Owens also addressed opportunities for pre-apprenticeship programs and associated grant funding that supplements and supports such programs. Potential apprentices go through three to four weeks in training with direct entry into apprenticeships upon completion of these programs. Then there are the supportive services, such as workforce development and the National Urban League, with which apprenticeship programs can partner.

Relaying Industry Opportunities

Kurtenbach talked about a 16-week pre-apprenticeship program at the women’s correctional facility in Washington State. Those eligible for the Trades Related Apprenticeship Coaching (TRAC) must be interviewed, close to their release date, and infraction free, among other requirements.

“We’ve had such success with these women that we’ve changed our apprenticeship standards, so they don’t have to wait until the next evaluation day, a month or two [later],” Kurtenbach said. “Once these women are out, they need to work right away [because that] cuts out the recidivism rate.”

Anderson said people want to work, but improving the workforce won’t happen without reaching into those prospective employee pools. Anderson said, for example, some direct entry programs provide women and people of color with the necessary skills to have a career and not just a job. He also mentioned outreach efforts, such as those at churches and high schools, which build relationships within the community.


But attracting new workers remains only half the battle; keeping them is the other. Anderson said baby boomers and Generation X likely have family members employed in the trades to answer questions. But that isn’t necessarily the case for younger generations.

“Who do they turn to?” Anderson suggested connecting that person with a seasoned veteran of the job, adding that mentors can fill that role of a knowledgeable family member. “If somebody feels excluded from the project, they’re not going to buy into it. If somebody feels included, they buy in and stay longer, elevating the retention level.”

Hegewisch said in the past five years, 100,000 women, many of color, have joined the construction industry. However, she said there is too much focus on bringing them in and not enough on keeping them there; about half say they’re thinking about leaving.

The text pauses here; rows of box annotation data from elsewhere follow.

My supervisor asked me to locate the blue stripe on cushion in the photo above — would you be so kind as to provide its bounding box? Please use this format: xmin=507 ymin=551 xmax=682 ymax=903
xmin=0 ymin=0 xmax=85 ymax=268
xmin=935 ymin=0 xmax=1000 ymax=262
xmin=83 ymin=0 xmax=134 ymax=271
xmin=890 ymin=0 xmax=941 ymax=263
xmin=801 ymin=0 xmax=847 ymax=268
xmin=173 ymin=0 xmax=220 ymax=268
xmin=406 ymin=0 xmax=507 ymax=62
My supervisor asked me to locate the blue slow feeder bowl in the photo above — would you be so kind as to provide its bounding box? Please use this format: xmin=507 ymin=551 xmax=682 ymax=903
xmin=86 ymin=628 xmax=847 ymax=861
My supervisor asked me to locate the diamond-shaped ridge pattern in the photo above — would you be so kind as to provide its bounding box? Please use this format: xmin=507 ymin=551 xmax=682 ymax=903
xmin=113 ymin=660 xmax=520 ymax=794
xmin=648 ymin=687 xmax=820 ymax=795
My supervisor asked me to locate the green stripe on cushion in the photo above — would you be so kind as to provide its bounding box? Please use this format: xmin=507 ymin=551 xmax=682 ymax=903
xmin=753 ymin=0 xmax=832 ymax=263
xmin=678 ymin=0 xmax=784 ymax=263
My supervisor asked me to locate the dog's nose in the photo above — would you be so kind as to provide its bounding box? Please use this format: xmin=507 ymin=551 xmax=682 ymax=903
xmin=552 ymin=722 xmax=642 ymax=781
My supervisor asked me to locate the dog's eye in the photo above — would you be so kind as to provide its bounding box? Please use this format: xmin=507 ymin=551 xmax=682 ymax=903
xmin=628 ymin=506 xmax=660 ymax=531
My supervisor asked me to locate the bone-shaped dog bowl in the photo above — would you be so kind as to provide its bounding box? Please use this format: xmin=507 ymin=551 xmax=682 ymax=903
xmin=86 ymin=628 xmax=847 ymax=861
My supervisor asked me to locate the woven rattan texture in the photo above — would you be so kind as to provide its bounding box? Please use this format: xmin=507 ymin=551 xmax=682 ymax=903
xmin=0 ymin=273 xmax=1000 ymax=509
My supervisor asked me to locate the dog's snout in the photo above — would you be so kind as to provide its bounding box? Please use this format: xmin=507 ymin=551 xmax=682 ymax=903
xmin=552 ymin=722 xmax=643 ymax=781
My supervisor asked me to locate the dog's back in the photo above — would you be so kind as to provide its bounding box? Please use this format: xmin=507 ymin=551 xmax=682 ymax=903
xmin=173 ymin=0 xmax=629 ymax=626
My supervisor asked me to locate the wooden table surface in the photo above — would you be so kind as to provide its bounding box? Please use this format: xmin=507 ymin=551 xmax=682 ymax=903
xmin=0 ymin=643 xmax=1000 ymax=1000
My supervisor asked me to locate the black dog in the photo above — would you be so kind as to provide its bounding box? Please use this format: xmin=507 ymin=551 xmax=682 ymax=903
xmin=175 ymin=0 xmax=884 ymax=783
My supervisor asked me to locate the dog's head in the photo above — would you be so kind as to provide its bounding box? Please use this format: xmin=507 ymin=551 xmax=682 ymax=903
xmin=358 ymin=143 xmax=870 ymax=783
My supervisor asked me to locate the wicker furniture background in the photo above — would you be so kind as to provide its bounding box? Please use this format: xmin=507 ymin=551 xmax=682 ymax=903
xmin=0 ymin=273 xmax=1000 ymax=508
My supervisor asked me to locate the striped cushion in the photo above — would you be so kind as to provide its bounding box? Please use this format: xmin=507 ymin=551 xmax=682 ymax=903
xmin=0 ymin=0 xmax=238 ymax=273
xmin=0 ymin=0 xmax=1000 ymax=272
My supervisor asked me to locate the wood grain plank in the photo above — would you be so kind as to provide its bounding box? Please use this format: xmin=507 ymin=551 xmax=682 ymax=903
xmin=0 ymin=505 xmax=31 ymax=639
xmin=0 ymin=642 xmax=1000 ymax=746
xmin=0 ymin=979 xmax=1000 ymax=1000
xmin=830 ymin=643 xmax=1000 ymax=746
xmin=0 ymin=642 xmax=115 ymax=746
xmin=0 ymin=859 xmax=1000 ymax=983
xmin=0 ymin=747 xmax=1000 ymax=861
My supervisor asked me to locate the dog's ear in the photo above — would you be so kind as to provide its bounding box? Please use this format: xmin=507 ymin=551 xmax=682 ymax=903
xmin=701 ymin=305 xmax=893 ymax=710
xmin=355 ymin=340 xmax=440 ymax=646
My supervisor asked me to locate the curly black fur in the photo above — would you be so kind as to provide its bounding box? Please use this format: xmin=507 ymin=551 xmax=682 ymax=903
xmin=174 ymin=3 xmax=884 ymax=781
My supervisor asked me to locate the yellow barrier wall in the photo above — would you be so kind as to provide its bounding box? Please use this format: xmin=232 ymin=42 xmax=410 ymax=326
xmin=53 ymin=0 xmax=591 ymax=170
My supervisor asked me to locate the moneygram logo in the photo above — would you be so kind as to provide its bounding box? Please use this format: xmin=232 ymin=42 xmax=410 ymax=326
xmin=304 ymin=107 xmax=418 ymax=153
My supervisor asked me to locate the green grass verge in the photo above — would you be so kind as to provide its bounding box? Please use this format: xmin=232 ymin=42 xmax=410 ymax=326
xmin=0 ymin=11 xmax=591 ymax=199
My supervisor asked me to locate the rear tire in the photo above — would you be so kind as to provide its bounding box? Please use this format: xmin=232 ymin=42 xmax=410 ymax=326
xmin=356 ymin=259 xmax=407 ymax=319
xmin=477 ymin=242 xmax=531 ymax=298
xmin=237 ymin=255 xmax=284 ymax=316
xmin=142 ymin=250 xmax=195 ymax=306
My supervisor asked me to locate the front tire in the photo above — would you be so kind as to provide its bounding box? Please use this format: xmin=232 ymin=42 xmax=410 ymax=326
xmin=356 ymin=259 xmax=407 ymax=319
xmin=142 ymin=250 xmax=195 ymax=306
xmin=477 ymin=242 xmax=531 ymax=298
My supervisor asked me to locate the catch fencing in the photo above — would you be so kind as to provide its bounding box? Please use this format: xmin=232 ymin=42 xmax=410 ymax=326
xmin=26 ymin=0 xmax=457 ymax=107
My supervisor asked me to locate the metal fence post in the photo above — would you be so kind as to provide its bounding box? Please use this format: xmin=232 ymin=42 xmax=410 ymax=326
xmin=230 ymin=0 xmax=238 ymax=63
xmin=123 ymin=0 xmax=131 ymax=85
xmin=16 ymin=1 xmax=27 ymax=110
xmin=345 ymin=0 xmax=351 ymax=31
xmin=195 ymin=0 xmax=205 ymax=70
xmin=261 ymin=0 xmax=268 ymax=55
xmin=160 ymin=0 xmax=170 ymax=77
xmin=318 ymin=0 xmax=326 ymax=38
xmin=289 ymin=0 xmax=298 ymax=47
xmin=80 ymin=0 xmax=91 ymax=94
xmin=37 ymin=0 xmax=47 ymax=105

Hegewisch said a recent survey of 2,600 tradeswomen found that most respondents feel they are treated equally, but a third said they are not treated equally regarding advancement. A quarter said they don’t feel they are treated equally regarding layoffs.

“I think we need to focus there because it drives women out,” she said. “Almost three in 10 never get the right equipment, the right-sized gloves. That’s not only a health and safety issue; it’s a slap in the face.”

Women in the industry also feel that they are held to higher standards while still facing additional challenges because of the cost of childcare. O’Leary said childcare during the pandemic rose 41%, with families spending up to 20% of their salaries on childcare.

“That is something that we need to work on and figure out,” she said.

The panel recommended mitigation options for issues that included additional anti-harassment and mentorship training for supervisors and possibly providing on-site childcare.